AUGUSTA – Federal officials have postponed Monday’s public meeting in Augusta on potential oil and gas exploration in the North Atlantic because of the government shutdown.
The U.S. Department of the Interior’s Bureau of Ocean Energy Management had been scheduled to have an “open-house” style meeting at the Augusta Civic Center from 3 to 7 p.m. on Monday. But the bureau postponed the Augusta event as well as meetings in Concord, N.H., Boston and four other cities this week because funding for government programs lapsed on Saturday amid the political fighting in Washington.
The bureau said the meetings will be rescheduled after federal government offices reopen. Updates on the postponed meetings can be found online at www.boem.gov/National-Program-Participate/#meeting.
On January 4, the Interior Department unveiled a dramatic shift from current policy by proposing to reopen the Atlantic and Pacific coastlines to oil and gas drilling.
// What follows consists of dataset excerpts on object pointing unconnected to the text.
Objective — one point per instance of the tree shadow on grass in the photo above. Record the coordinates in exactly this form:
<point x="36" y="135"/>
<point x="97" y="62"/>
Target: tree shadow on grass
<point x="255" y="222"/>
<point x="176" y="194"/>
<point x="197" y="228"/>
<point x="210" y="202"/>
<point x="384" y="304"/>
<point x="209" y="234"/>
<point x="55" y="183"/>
The five-year draft plan proposes 47 potential lease sales to energy exploration, including two in the North Atlantic in 2021 and 2023 as well as three each in the mid-Atlantic and the South Atlantic.
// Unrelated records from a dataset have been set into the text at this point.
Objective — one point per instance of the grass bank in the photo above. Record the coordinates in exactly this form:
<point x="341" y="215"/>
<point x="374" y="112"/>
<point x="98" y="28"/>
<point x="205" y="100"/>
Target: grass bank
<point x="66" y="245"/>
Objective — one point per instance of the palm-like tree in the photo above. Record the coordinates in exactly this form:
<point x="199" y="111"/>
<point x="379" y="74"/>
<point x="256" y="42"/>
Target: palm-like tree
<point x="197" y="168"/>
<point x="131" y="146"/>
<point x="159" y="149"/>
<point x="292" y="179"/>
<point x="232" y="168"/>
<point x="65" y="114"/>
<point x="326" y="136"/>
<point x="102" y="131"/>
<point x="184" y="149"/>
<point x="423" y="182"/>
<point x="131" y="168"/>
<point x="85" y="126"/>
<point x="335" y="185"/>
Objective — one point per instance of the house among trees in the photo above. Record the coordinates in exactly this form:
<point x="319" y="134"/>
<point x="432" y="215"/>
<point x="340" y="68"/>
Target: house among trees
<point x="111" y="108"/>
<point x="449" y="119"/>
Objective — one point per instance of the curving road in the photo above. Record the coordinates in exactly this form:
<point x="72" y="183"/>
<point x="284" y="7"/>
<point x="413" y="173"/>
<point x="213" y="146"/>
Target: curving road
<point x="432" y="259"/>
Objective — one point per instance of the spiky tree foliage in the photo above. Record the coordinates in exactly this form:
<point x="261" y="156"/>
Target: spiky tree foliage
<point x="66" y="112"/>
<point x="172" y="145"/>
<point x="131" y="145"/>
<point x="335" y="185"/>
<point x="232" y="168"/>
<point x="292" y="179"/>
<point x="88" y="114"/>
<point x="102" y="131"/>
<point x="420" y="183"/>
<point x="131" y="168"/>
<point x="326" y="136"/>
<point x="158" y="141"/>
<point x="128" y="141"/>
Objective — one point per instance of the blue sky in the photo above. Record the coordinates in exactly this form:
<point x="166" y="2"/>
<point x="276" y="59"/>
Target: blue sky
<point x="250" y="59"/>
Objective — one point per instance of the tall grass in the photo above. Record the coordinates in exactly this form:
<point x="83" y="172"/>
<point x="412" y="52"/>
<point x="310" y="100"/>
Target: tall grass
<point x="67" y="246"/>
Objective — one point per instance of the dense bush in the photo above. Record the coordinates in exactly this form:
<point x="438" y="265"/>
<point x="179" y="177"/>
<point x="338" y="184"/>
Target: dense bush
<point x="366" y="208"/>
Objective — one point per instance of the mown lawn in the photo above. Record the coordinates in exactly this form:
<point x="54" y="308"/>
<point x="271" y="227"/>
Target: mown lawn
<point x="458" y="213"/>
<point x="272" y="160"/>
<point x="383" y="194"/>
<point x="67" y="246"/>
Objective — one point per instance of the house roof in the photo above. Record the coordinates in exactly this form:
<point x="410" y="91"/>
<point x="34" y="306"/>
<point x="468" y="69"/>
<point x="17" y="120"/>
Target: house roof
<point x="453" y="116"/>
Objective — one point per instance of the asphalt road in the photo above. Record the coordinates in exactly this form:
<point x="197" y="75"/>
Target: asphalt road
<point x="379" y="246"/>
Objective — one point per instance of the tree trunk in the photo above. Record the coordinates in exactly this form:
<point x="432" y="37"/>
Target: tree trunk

The proposal has already drawn strong, bipartisan opposition from coastal state governors and members of Congress concerned about how an oil spill could harm tourism, commercial fishing and other parts of the economy. All four members of Maine’s congressional delegation are opposed to reopening the North Atlantic to oil and gas exploration but Gov. Paul LePage has yet to take a firm position on the plan. LePage was among five governors who encouraged Interior Secretary Ryan Zinke to examine potential energy reserves all along the Outer Continental Shelf with the expectation that some areas will eventually be exempted because of environmental concerns.